# Lighty's Log



## Light Bright (Aug 28, 2008)

So, 25th of August

She was pretty good on ground work. Someone cut the round pen, so I was all over it. Definitely a little superstar on the lead (thank goodness for DVDs from Ken Mcnabb). She mastered all of her commands and gaits. Then some light jumping and flat work. Jumping, ehh. I feel like I'm doing better with my seat, but release (or lack of one) yuck. So I'm keeping the jumps really small now until I can find a trainer. Her cantering was beautiful, right leads, nice circles, diffent patterns, so on. I was planning on going on a trail today, but got rained out. So hopefully Friday :]


----------



## Light Bright (Aug 28, 2008)

So my dad is finally looking into a new trainer since Terry quit the horse world. The stables is really nice, and their website claims that they do on site.
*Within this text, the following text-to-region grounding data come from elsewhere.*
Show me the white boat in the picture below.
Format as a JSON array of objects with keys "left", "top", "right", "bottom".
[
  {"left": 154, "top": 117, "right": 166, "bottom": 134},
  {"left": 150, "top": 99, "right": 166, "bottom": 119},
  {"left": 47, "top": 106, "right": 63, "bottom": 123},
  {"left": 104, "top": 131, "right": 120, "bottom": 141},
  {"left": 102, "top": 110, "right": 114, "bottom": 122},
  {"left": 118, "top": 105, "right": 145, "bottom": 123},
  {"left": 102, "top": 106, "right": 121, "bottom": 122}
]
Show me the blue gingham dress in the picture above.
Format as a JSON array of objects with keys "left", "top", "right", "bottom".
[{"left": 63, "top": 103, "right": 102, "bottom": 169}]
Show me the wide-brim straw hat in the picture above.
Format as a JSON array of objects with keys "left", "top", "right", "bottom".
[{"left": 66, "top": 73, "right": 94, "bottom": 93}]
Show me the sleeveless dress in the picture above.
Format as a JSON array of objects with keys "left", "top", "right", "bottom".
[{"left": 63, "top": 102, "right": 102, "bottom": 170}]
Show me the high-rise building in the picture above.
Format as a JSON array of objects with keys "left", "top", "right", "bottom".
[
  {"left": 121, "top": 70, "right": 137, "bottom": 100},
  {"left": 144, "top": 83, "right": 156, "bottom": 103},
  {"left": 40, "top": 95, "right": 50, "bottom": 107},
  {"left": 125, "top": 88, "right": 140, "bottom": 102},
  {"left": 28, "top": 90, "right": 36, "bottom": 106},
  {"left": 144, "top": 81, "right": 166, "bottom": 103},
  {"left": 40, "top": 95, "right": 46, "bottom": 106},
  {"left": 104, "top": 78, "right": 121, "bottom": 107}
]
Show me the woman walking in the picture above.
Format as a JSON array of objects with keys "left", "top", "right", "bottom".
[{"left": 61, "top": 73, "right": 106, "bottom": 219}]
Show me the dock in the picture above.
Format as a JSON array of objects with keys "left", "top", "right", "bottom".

But who knows, websites can be inaccurate. I really hope so though, my dad has agreed as long as I pay (blowing all of my summer pay, ha). Its not crazy I guess, 150 for three hour lessons. Plus gas, but the woman seems really qualified. They do a lot of flatwork/dressagey stuff, which is what Light and I need right now. So I'm super excited, I really hope this one pulls through. We found two other on sites, but they are about an hour away and don't go that far. 

Anyone know a trainer in Richmond VA? haha


----------